TNI vs Ferry Irwandi: Sengketa Hukum atau Ancaman Kebebasan Sipil
- instagram @irwandiferry
Kasus TNI vs Ferry Irwandi jadi sorotan. TNI menilai Ferry menyebar provokasi, sementara masyarakat sipil khawatir ini ancam kebebasan berekspresi di Indonesia
Viva, Banyumas - Kasus antara Tentara Nasional Indonesia (TNI) dan Ferry Irwandi, CEO Malaka Project, tengah menjadi sorotan publik. Persoalan ini bukan hanya menyangkut tuduhan hukum, tetapi juga menimbulkan perdebatan lebih luas terkait kebebasan sipil dan ruang demokrasi di Indonesia.
Kepala Pusat Penerangan TNI, Brigjen Freddy Ardianzah, menilai pernyataan Ferry di media sosial maupun wawancara publik berpotensi sebagai tindak pidana. Satgas Siber TNI menemukan dugaan fitnah, ujaran kebencian, provokasi, disinformasi, hingga penghasutan yang dianggap dapat mengganggu stabilitas keamanan nasional.

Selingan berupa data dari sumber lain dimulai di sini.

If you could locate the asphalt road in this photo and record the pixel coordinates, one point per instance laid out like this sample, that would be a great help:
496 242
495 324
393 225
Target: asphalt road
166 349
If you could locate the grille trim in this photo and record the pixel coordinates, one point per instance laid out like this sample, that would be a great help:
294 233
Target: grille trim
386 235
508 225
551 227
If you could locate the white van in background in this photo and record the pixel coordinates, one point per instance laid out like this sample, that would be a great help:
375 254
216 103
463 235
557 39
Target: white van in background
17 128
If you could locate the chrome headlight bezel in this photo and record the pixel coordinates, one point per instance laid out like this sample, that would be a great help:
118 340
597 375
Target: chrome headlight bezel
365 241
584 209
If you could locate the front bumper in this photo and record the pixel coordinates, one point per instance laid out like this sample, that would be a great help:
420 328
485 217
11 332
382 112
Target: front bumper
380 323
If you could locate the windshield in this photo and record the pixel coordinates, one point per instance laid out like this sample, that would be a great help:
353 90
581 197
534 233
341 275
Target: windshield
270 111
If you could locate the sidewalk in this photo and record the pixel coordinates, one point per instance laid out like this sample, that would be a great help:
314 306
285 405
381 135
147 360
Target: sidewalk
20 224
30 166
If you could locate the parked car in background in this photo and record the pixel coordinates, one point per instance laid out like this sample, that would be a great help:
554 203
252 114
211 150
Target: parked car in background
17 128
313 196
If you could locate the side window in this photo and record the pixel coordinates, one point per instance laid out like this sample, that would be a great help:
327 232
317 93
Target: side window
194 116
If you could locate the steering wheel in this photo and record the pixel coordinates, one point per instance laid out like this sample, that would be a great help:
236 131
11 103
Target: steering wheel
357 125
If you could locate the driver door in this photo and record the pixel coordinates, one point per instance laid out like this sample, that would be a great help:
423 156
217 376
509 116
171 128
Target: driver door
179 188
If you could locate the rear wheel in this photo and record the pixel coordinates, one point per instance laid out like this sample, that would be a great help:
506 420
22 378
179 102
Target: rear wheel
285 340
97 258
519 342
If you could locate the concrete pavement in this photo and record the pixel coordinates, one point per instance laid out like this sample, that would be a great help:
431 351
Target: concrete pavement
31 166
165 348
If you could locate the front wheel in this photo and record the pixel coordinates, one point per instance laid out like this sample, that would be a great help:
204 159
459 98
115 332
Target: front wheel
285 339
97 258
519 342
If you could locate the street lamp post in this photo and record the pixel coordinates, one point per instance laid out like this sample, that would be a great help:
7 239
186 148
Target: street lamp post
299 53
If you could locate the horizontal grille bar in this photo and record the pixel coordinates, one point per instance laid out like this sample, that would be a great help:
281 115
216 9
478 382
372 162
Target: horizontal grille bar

Ada dua narasi utama yang dipermasalahkan TNI. Pertama, analisis Ferry atas video penangkapan personel TNI di Palembang. Dalam unggahannya, Ferry menambahkan frasa yang tidak terdapat pada rekaman asli sehingga dinilai menyesatkan.
Kedua, pernyataan Ferry tentang kondisi “darurat militer” di Indonesia. TNI menilai narasi ini sebagai bentuk provokasi karena tidak memiliki dasar faktual. Atas perbuatannya, Ferry dianggap melanggar sejumlah pasal dalam KUHP dan UU ITE, termasuk penyebaran berita bohong, penghinaan lembaga negara, serta penghasutan berbasis SARA.
Dikutip dari akun Instagram @voktis.id, Meski demikian, Wakil Direktur Reserse Siber Polda Metro Jaya, AKBP Fian Yunus, menegaskan bahwa TNI tidak bisa melaporkan pencemaran nama baik. Ia merujuk pada putusan Mahkamah Konstitusi (MK) No. 105/PUU-XXII/2024 yang menyatakan hanya individu, bukan lembaga negara, yang berhak mengajukan laporan pencemaran nama.
Poin ini kemudian menjadi sorotan karena menimbulkan pertanyaan besar: apakah langkah TNI sah secara hukum, atau justru melampaui batas kewenangan? Kasus ini juga menuai kritik dari aktivis dan peneliti hak asasi manusia.